What is the definition of idiopathic intracranial hypertension (IHH)?
Idiopathic intracranial hypertension is a condition that causes increase intracranial pressure, with no identifiable cause, such as a mass lesion or hydrocephalus.
What is the classic clinical presentation of idiopathic intracranial hypertension?
The classic clinical presentation may include frontal/retro-ocular headaches of fluctuating intensity, tinnitus, dizziness, nausea, vomiting, transient visual impairment, diplopia due to cranial nerve VI palsy, neck pain, back pain, radicular pain, cognitive disturbances, bilateral and occasionally unilateral papilledema. Visual loss is the most feared sequela of IIH. The disease is prevalent in obese young women, older men with sleep apnea, and patients with endocrine conditions. It is also associated with the use of several medications, primarily vitamin A and the tetracycline antibiotics.

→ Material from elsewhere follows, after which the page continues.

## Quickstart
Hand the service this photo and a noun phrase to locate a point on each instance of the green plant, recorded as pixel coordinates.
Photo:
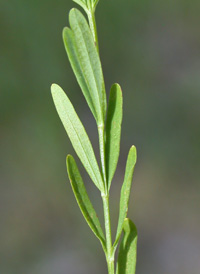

How is the diagnosis of idiopathic intracranial hypertension confirmed?
The diagnosis of IIH is established by the modified Dandy Criteria, which basically refers to an elevated opening pressure at lumbar puncture >25 cm CSF in adults and >28 cm CSF in children, with no definable aetiology and normal CSF composition. This condition may be suspected clinically, which consists of papilledema or other signs and symptoms related to an increased intracranial pressure (ICP). Brain imaging is mandatory and usually shows findings that indicate IIH.
What is the pathophysiology of idiopathic intracranial hypertension?
The underlying pathophysiology of IHH is uncertain, but it seems that this condition likely represents a disorder of CSF regulation, potentially through excessive CSF production or reduced resorption, and venous outflow obstruction, which results in raised intracranial pressure.
What are the imaging findings in idiopathic intracranial hypertension?
The imaging findings may include: intraocular protrusion of optic nerve head (papilledema), restriction of diffusion with a bright spot at the optic nerve head, postcontrast enhancement and hyperintensity of the optic nerve head, on T1 or 3D-FLAIR, which is a sensitive and specific sign of papilledema in patients with IIH. Other signs are: flattening of the posterior optic globe, dilatation of the optic nerve sheaths, tortuosity of the optic nerves, empty sella or partially empty sella, and transverse sinus stenosis. The cerebellar tonsillar position may or may not be low-lying in IHH. The ventricles are usually normal or slightly small in size. CT or MR venography is mandatory and usually shows: stenosis of the dominant or both transverse sinuses, which is the most sensitive imaging indicator of IHH.
What is the aim of the treatment of idiopathic intracranial hypertension?
The main approaches to the treatment of IIH are reducing intracranial pressure, preserving vision, and relieving headaches. Medical interventions range from dietary therapy aiming for weight loss, through medications with acetazolamide or topiramate, and surgical treatment. If vision deteriorates despite treatment, CSF diversion procedures, as well as optic sheath fenestration, are considered. Serial lumbar punctures are an option in some patients. In selected patients, venous sinus stent placement may be useful to treat IHH.
MRI
The findings include a partially empty sella, with the pituitary gland flattened against the wall of the sella, slightly distension of optic nerve sheath complex bilaterally, without tortuous optic nerves, in conjunction with a focal posterior flattening of the globes at the insertion of the optic nerves. There is also a cerebellar tonsillar ectopia of 3.5 mm below the foramen magnum.
MR venography reveals focal stenosis of the lateral aspect of both transverse sinuses, more prominent on the right side, and excludes cerebral sinus thrombosis.
There is no evidence of hydrocephalus, mass, structural vascular lesion, and no abnormal meningeal enhancement.
Conclusion:
These imaging patterns are consistent with the diagnosis of idiopathic intracranial hypertension (IIH).
Lumbar puncture
The patient underwent a lumbar puncture, for CSF testing, which indicated an elevated opening pressure of 40 cm CSF, and normal CSF composition.